It seems as though the issue of legalizing medical marijuana in Florida is constantly in the news. Last month, I wrote an article on the Jacksonville lawyers website about about a Jacksonville law firm claiming that medical marijuana is legal. The claim is based on the medical necessity defense. I stated it before, and I will say it again. You do not want to possess marijuana in Jacksonville relying on the defense that you need it due to medical reasons. More than likely, you will still be arrested. You will still need to hire a Jacksonville criminal lawyer to defend you against the Florida drug charge. You do not want to put yourself in this position. That being said, medical cannabis could become legal in Florida. As you may recall, the issue of legalizing cannabis for medicinal purposes was on the ballot last November. While the majority of voters supported the proposed amendment, this was not enough to pass the constitutional amendment under Florida law. This does not mean that that the debate is over and that medical marijuana will never be legal in the state of Florida. Look at Georgia.
WSB-TV in Atlanta GA reported that “Governor Nathan Deal has made medical marijuana legal in Georgia.” He signed the bill allowing the use of cannabis oil, under certain circumstances, for the following medical conditions:
- Seizure disorders related to diagnosis of epilepsy or trauma related head injuries.
- Multiple Sclerosis, when such diagnosis is severe or end stage.
- Crohn’s Disease
- Mitochondrial Disease
- Parkinson’s Disease, when such diagnosis is severe or end stage.
- Sickle Cell Disease, when such diagnosis is severe or end stage.
This does not mean that all medical marijuana is legal in Georgia. “State health officials say doctors will have to sign off and submit required forms.” The news article further stated:
“The Department of Public Health will be working with law enforcement to make sure the system is secure and that officers know what to look for when they come across a patient possessing the oil…. Approved Georgia patients will be allowed to possess 20 ounces of the low THC oil at any given time. THC is the chemical in marijuana that causes a high. It is still illegal to grow marijuana in Georgia, meaning families will have to transport the drug from states like Colorado.”

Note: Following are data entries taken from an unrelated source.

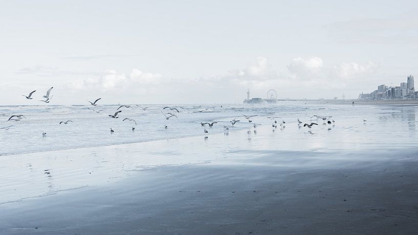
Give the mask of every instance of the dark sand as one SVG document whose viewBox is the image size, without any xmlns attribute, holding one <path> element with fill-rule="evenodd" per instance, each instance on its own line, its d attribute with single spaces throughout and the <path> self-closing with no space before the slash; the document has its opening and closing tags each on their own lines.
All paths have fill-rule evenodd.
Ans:
<svg viewBox="0 0 418 235">
<path fill-rule="evenodd" d="M 1 204 L 0 233 L 416 234 L 411 151 L 377 161 L 359 152 L 234 151 Z"/>
</svg>

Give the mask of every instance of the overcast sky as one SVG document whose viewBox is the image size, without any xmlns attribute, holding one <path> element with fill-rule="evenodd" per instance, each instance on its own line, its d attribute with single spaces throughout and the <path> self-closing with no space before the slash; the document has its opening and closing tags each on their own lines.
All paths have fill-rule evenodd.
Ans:
<svg viewBox="0 0 418 235">
<path fill-rule="evenodd" d="M 0 1 L 0 105 L 51 86 L 55 104 L 241 103 L 418 79 L 413 1 Z"/>
</svg>

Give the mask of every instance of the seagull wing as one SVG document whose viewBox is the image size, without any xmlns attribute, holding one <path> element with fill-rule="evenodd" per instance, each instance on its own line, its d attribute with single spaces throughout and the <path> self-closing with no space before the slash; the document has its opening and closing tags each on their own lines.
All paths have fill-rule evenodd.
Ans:
<svg viewBox="0 0 418 235">
<path fill-rule="evenodd" d="M 10 116 L 10 118 L 9 118 L 9 120 L 7 120 L 7 121 L 9 121 L 10 119 L 12 119 L 12 118 L 14 118 L 15 116 L 17 116 L 17 115 L 12 115 L 11 116 Z"/>
<path fill-rule="evenodd" d="M 54 87 L 51 87 L 50 88 L 49 88 L 49 89 L 48 89 L 48 91 L 47 91 L 47 95 L 46 95 L 45 96 L 49 97 L 49 93 L 51 93 L 51 90 L 52 90 L 52 88 L 54 88 Z"/>
<path fill-rule="evenodd" d="M 93 104 L 96 104 L 96 102 L 97 102 L 97 101 L 99 101 L 99 100 L 100 100 L 101 99 L 102 99 L 102 98 L 99 98 L 99 99 L 98 99 L 97 100 L 96 100 L 94 101 L 94 103 L 93 103 Z"/>
<path fill-rule="evenodd" d="M 32 92 L 31 92 L 29 93 L 29 97 L 29 97 L 29 98 L 31 98 L 31 97 L 32 96 L 32 94 L 33 94 L 33 92 L 35 92 L 35 91 L 36 91 L 36 90 L 34 90 L 33 91 L 32 91 Z"/>
</svg>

How will this affect Florida’s marijuana laws? Technically, Georgia and Florida are each their own sovereign states. The laws in one state do not control the other state. That being said, I would think that Florida’s legislature would use the laws of other states as examples for Florida’s laws. A day before the Georgia medical marijuana article was released, WFSU reported that the Florida House of Representatives was involved in a heated debate over the use of medical cannabis for terminally-ill patients:
“Rep. Ray Pilon (R-Sarasota) presented the House floor with a bill that would allow terminally ill patients to use experimental medications as treatment. Pilon says the measure would also cover liability concerns…. The drugs must be identified in at least the first phase of FDA testing. And Pilon says Florida would be the 12th state to approve the measure…. But things got tense when Rep. Matt Gaetz (R-Shalimar) attempted to amend the bill to add medical cannabis as an option for terminally-ill patients. Rep. John Wood (R-Winter Haven) sponsored a bill at the start of session that sought to legalize certain kinds of medical marijuana for suffering patients. The measure was filed jointly with Representative Greg Steube who said patients could use marijuana only if it is not smoked. But Wood says Gaetz’ amendment is an overreach…. And although Gaetz withdrew the medical cannabis clause, marijuana legislation could still see the light before the end of session. A bill to reform the state’s low-THC cannabis law was temporarily postponed on the Senate floor Wednesday.”